Carlos Ghosn pris en étau. La justice libanaise a interdit, selon Afp citée par Tv5, ce jeudi 9 janvier au magnat de l’automobile déchu de quitter le pays suite à une demande d’arrestation d’Interpol. Au Japon, la ministre de la Justice réclame son extradition.
Sans être vu des journalistes postés devant le Palais de justice de Beyrouth, l’homme d’affaires de 65 ans s’est rendu discrètement à son interrogatoire au parquet général de jeudi 9 janvier. Il a été interdit de voyage, son passeport français a été confisqué et les procureurs ont demandé à Tokyo l’envoi de son dossier judiciaire, ont indiqué deux sources judiciaires à l’Afp. « En fonction du contenu du dossier, s’il est avéré que les crimes dont il est accusé au Japon imposent des poursuites judiciaires au Liban, il sera jugé », a précisé l’une des sources. « Si aucune poursuite judiciaire ne s’impose en vertu de la législation libanaise, il sera alors libre » a-t-elle ajouté.
Après l’arrivée de M. Ghosn à Beyrouth le 30 décembre, le Liban, qui n’a pas d’accord d’extradition avec le Japon, avait annoncé avoir reçu une notice rouge d’Interpol à son encontre. Détenteur des nationalités française, libanaise et brésilienne, M. Ghosn fait l’objet de quatre inculpations au Japon : deux pour des revenus différés non déclarés aux autorités boursières par Nissan (qui est aussi poursuivi sur ce volet), et deux autres pour abus de confiance aggravé.
Interpellé en novembre 2018 à la descente de son jet privé au Japon, l’homme d’affaires qui fut le chef d’entreprise le mieux payé au monde avait été libéré sous caution en avril 2019, au terme de 130 jours d’incarcération.
Assigné à résidence, il avait interdiction de quitter le Japon dans l’attente de son procès, dont la date n’a pas été fixée.
Accusations « sans fondements »
Ghosn a aussi été entendu jeudi par le parquet au sujet d’un rapport soumis par des avocats libanais et portant sur une visite en Israël. A ce sujet, l’enquête se poursuit. Pays voisins, le Liban et l’Etat hébreu sont techniquement en état de guerre, et Beyrouth interdit à ses ressortissants de se rendre en Israël.

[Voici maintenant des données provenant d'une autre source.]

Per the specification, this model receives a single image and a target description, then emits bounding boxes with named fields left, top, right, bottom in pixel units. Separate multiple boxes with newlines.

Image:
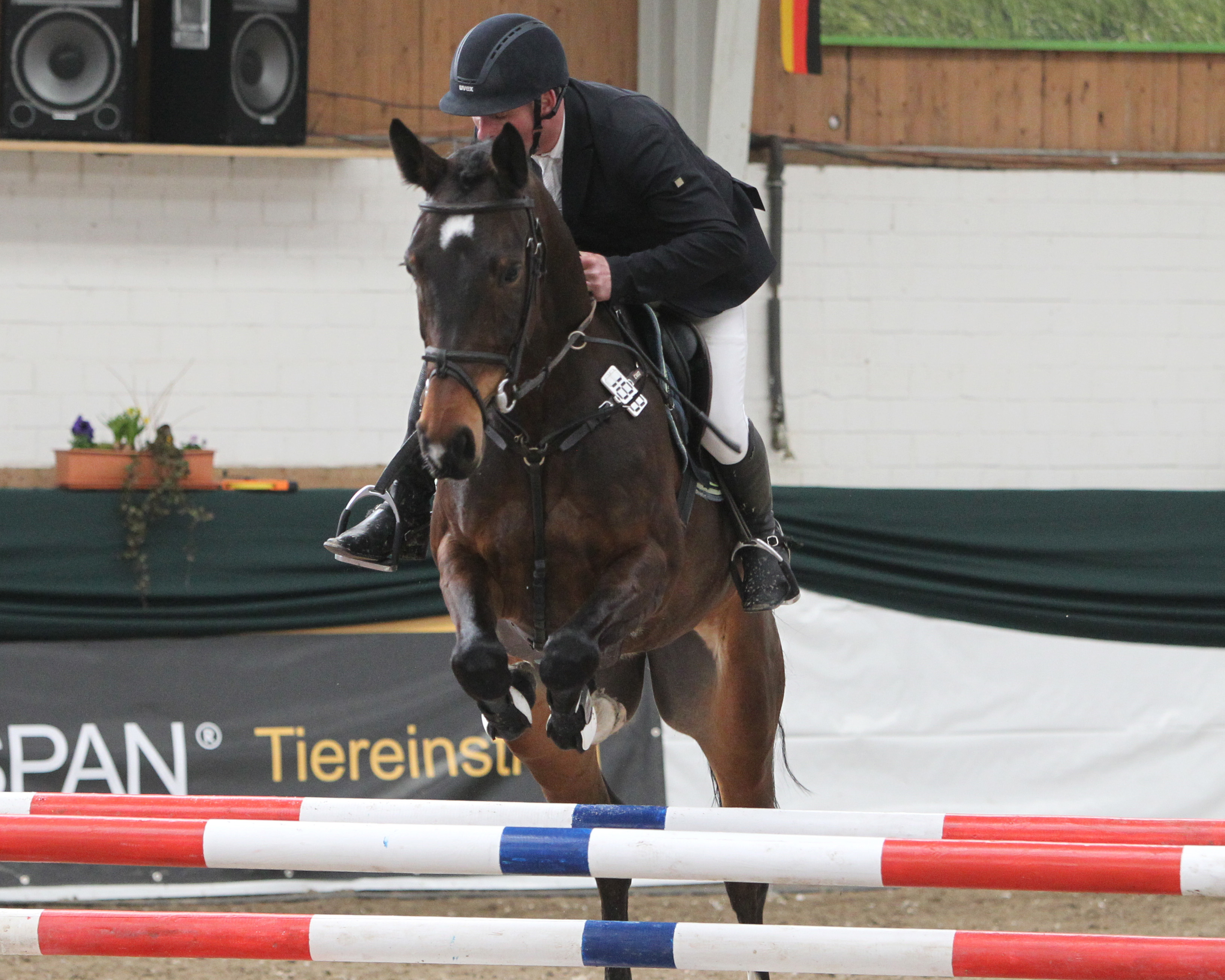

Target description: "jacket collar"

left=561, top=80, right=595, bottom=219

Alors qu’il était encore président de Renault-Nissan, M. Ghosn s’y était rendu en 2008, dans le cadre d’un partenariat pour le lancement d’une voiture électrique. Interrogé sur le sujet mercredi 8 janvier lors de sa conférence de presse, il s’était « excusé » auprès des Libanais. « J’y suis allé en tant que directeur général de Renault, sur demande de la direction », a-t-il précisé. « J’y suis allé en tant que Français, en raison d’un contrat entre Renault et une compagnie israélienne ».
M. Ghosn s’exprimait ainsi pour la première fois depuis plus d’un an, devant des journalistes triés sur le volet (beaucoup de Japonais ont été exclus), et a fustigé une justice japonaise où il se sentait « présumé coupable ». Il a dénoncé la « collusion, partout »entre Nissan et le procureur japonais, notamment pour son arrestation, disant qu’il n’avait « d’autre choix »que de fuir face à des accusations « sans fondements ». De son exfiltration mystérieuse, racontée dans les médias comme un film d’espionnage hollywoodien, il n’a rien dévoilé, pour protéger, a-t-il dit, les personnes impliquées.
La réplique du Japon
Après avoir tardé à condamner officiellement la fuite au Liban du patron déchu de Renault-Nissan, les autorités japonaises ont réagi ce jeudi avec les mots les plus durs. « Je veux qu’il vienne affronter réellement la justice japonaise, mais il a fui, alors même qu’il n’était pas enfermé, qu’il pouvait voir librement ses avocats », a fustigé la ministre de la Justice Masako Mori lors d’un point de presse à Tokyo. « Dans tous les cas, son évasion n’est pas justifiable », a-t-elle poursuivi. « Si l’accusé Ghosn a quelque chose à dire sur son affaire pénale, qu’il présente ses arguments ouvertement devant un tribunal japonais et apporte des preuves concrètes. »
Même tonalité du côté des responsables de Nissan nommément mis en cause par M. Ghosn. « Je n’ai pas de temps à perdre avec quelqu’un qui joue un drame écrit par lui-même après avoir fui un pays en violant la loi », a lancé à la chaîne de télévision NTV Masakazu Toyoda, un administrateur extérieur du groupe automobile. « Si le contenu de la conférence de presse se limite à ça, il aurait pu la faire au Japon », a ironisé l’ancien directeur général de Nissan Hiroto Saikawa, dénoncé par le capitaine d’industrie comme étant un de ses fossoyeurs.